KKR and Cornerstone Cos. Inc. are combining their strengths to become a powerhouse in the health-care real estate ownership arena. The companies have formed a new joint venture to acquire and develop diversified health-care assets in the U.S., and within just a few years, the partners expect to have purchased in excess of $1 billion in properties.
The joint venture, which materialized with Newmark’s Healthcare Capital Markets Group acting as adviser to both parties, has gotten off the ground with a seed portfolio of 25 of Cornerstone’s health-care properties.
KKR and Cornerstone recapitalized the approximately 713,700-square-foot collection of medical office buildings and ambulatory surgery centers, which span 12 states and boast long-term leases. Cornerstone did not disclose just which 25 properties from its portfolio seeded the joint venture; however, the company’s latest acquisition involved the $48.7 million purchase of a 12-asset group of MOBs totaling 155,000 square feet across nine states via Cornerstone Fund VI in July 2021.
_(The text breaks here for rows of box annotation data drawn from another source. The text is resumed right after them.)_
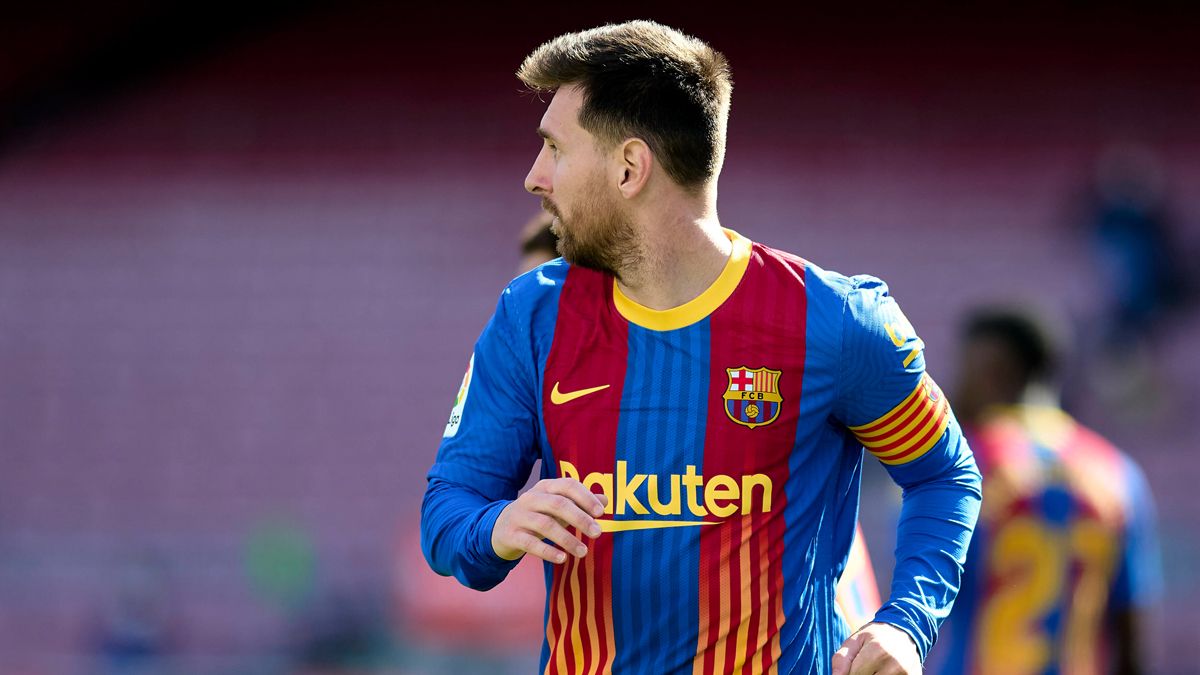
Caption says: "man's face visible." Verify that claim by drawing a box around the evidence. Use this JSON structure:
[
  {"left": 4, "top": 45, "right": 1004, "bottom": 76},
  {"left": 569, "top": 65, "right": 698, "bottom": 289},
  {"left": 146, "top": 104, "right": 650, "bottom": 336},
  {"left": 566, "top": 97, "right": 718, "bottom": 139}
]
[{"left": 526, "top": 85, "right": 638, "bottom": 275}]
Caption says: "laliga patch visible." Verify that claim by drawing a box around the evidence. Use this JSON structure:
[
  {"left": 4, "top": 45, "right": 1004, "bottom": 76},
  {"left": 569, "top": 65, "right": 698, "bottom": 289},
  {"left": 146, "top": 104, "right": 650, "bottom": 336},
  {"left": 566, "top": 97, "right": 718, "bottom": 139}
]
[{"left": 442, "top": 353, "right": 475, "bottom": 438}]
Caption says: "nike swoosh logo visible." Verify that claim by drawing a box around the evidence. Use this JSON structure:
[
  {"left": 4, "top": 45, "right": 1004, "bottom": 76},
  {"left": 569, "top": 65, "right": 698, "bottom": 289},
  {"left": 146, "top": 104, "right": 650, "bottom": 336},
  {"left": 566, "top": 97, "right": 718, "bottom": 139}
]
[
  {"left": 550, "top": 382, "right": 608, "bottom": 406},
  {"left": 596, "top": 520, "right": 716, "bottom": 532}
]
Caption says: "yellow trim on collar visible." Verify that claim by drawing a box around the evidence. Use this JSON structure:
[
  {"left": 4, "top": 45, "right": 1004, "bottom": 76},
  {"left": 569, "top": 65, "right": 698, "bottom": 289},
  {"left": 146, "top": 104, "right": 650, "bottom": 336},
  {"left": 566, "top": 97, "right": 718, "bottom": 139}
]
[{"left": 612, "top": 229, "right": 751, "bottom": 330}]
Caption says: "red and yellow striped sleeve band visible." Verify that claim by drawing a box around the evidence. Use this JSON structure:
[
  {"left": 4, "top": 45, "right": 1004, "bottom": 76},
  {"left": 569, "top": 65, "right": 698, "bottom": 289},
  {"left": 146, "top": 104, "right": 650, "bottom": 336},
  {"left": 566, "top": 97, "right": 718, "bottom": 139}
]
[{"left": 850, "top": 375, "right": 950, "bottom": 464}]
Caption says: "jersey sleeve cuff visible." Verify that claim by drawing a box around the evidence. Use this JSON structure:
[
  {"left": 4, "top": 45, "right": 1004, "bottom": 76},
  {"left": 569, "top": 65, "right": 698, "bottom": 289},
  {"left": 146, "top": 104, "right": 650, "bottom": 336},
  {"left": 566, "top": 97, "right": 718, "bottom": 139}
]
[
  {"left": 466, "top": 500, "right": 521, "bottom": 587},
  {"left": 875, "top": 602, "right": 937, "bottom": 663}
]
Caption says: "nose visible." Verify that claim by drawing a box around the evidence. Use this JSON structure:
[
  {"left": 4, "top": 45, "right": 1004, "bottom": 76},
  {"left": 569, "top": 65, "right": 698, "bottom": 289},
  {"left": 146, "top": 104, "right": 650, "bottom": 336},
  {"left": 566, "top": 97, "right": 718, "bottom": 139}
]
[{"left": 526, "top": 145, "right": 551, "bottom": 195}]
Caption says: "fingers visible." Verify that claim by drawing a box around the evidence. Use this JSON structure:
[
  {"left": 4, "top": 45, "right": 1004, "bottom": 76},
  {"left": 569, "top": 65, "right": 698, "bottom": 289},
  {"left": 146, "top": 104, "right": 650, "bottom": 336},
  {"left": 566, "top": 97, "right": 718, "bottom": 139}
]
[
  {"left": 516, "top": 532, "right": 566, "bottom": 565},
  {"left": 830, "top": 633, "right": 863, "bottom": 675},
  {"left": 492, "top": 478, "right": 607, "bottom": 565},
  {"left": 529, "top": 492, "right": 600, "bottom": 539},
  {"left": 535, "top": 478, "right": 608, "bottom": 518},
  {"left": 516, "top": 512, "right": 588, "bottom": 557}
]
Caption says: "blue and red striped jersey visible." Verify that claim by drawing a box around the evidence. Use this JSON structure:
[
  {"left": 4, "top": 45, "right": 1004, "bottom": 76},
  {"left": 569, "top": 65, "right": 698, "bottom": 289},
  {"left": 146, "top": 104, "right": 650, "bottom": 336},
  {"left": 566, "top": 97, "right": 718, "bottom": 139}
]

KKR and Cornerstone, both of which have made funding commitments to the joint venture, plan to expand upon the seed portfolio with the acquisition and development of predominantly long-term leased single-tenant MOBs, ambulatory surgery centers and facility-based outpatient health-care properties.
Cornerstone brings to the table more than 35 years of developing, managing and leasing a variety of health-care real estate. For its part, KKR is no stranger to the health-care industry, as the global investment firm has been putting funds in health-care sub-sectors for decades, with such deals as the $150 million investment in the former Sentio Healthcare Properties. And since 2014, KKR has closed several notable transactions as part its Health Care Strategic Growth strategy, including the creation of mental health services company Geode Health in June 2021.
Finger on the pulse
The COVID-19 health crisis changed health care in the U.S. and many of those changes may have a lasting impact that will ultimately alter the health-care real estate sector. KKR and Cornerstone’s decision to partner on the buying and building of MOBs and other health-care facilities appears to be a timely one.
“The expansion of virtual care out of necessity led to greater patient access during the pandemic. Greater patient access will increase the relative demand for health care over time and drive additional real estate demand,” according to a midyear report by JLL.
In 2021 year-to-date, 49 percent of physicians reported working more hours than in 2020, citing telehealth as one of several reasons. Additionally, industry estimates indicate that total patient volume will increase by nearly 20 percent by 2030, according to the report.
Newmark represented Cornerstone on the recapitalization transaction, while CBRE’s Healthcare and Life Sciences Capital Markets Group advised KKR. Newmark also advised KKR on debt financing.